Of course, what pleased and helped us so much gave proportionate offence to slave-holders, Colonizationists, and their Northern abettors. Mrs. Child was denounced. Her effeminate admirers, both male and female, said there were “some very indelicate things in her book,” though there was nothing narrated in it that had not been allowed, if not perpetrated, by “the refined, hospitable, chivalric gentlemen and ladies” on their Southern plantations. The politicians and statesmen scouted the woman who “presumed to criticise so freely the constitution and government of her country. Women had better let politics alone.” And certain ministers gravely foreboded “evil and ruin to our country, if the women generally should follow Mrs. Child’s bad example, and neglect their domestic duties to attend to the affairs of state.”

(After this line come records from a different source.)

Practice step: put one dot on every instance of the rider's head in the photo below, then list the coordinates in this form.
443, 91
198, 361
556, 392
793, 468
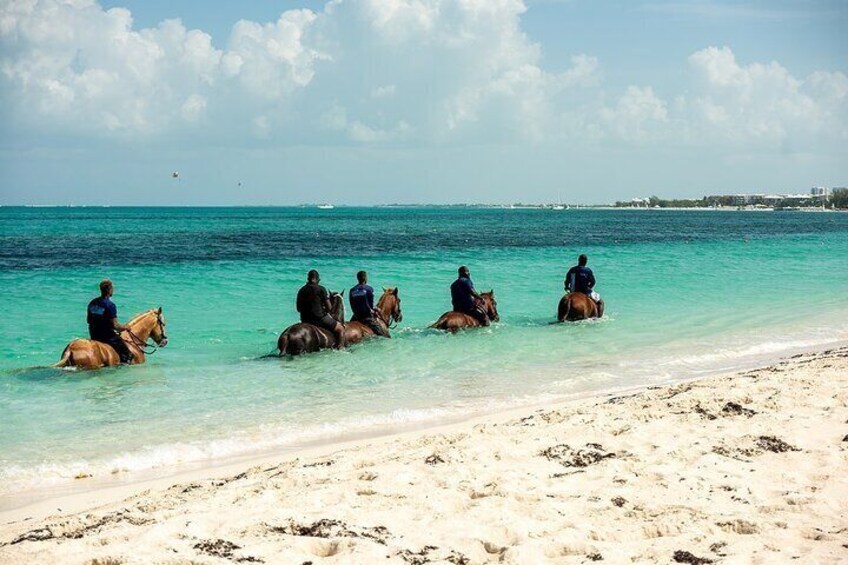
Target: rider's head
106, 287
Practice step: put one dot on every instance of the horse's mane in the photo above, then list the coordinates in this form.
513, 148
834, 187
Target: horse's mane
137, 316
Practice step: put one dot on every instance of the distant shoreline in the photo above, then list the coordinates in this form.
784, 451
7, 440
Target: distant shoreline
540, 207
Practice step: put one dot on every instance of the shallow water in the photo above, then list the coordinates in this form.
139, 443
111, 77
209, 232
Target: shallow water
686, 292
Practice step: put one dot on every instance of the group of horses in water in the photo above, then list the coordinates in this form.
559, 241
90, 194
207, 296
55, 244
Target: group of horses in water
302, 337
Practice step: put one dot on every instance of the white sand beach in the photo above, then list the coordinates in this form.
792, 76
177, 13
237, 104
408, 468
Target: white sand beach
742, 468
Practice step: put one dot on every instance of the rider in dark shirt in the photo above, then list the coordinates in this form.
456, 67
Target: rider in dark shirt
361, 299
465, 299
313, 303
581, 279
103, 325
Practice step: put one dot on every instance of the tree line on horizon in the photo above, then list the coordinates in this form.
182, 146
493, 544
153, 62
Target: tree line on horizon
838, 199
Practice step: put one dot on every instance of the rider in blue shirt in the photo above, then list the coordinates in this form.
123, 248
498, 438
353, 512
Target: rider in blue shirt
581, 279
361, 299
103, 325
465, 299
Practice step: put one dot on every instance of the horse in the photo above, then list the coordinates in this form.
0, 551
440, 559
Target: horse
307, 338
90, 354
388, 311
577, 306
455, 321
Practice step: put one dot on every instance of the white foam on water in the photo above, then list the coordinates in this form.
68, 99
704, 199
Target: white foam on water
608, 375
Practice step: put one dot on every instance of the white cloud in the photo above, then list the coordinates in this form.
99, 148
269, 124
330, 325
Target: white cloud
638, 115
764, 103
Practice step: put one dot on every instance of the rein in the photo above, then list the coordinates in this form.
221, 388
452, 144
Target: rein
146, 348
143, 345
388, 320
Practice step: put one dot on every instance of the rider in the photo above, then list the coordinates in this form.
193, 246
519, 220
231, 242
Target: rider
103, 325
362, 304
465, 299
581, 279
313, 303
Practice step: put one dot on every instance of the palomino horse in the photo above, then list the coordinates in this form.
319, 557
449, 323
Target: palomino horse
576, 306
307, 338
388, 311
455, 321
90, 354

Mrs. Child’s popularity was reversed. Her writings on other subjects were no longer sought after with the avidity that was shown for them before the publication of her “Appeal.” Most of them were sent back to their publishers from the Southern bookstores, with the notice that the demand for her books had ceased. The sale of them at the North was also greatly diminished. It was said at the time that her income from the productions of her pen was lessened six or eight hundred dollars a year. But this did not daunt her. On the contrary, it roused her to greater exertion, as it revealed to her more fully the moral corruption which slavery had diffused throughout our country, and summoned her patriotism as well as her benevolence to more determined conflict with our nation’s deadliest enemy. Indeed, she consecrated herself to the cause of the enslaved. Many of her publications since then have related to the great subject, viz.: The Oasis, Antislavery Catechism, Authentic Anecdotes, Evils and Cure of Slavery, Other Tracts, Life of Isaac T. Hopper, and, more than all, her letters to Governor Wise, of Virginia, and to Mrs. Mason, respecting John Brown. Those letters had an immense circulation throughout the free States, and were blazoned by all manner of anathemas in the Southern papers. Her letter to Mrs. Mason especially was copied by hundreds of thousands, and was doubtless one of the efficient agencies that prepared the mind of the North for the final great crisis.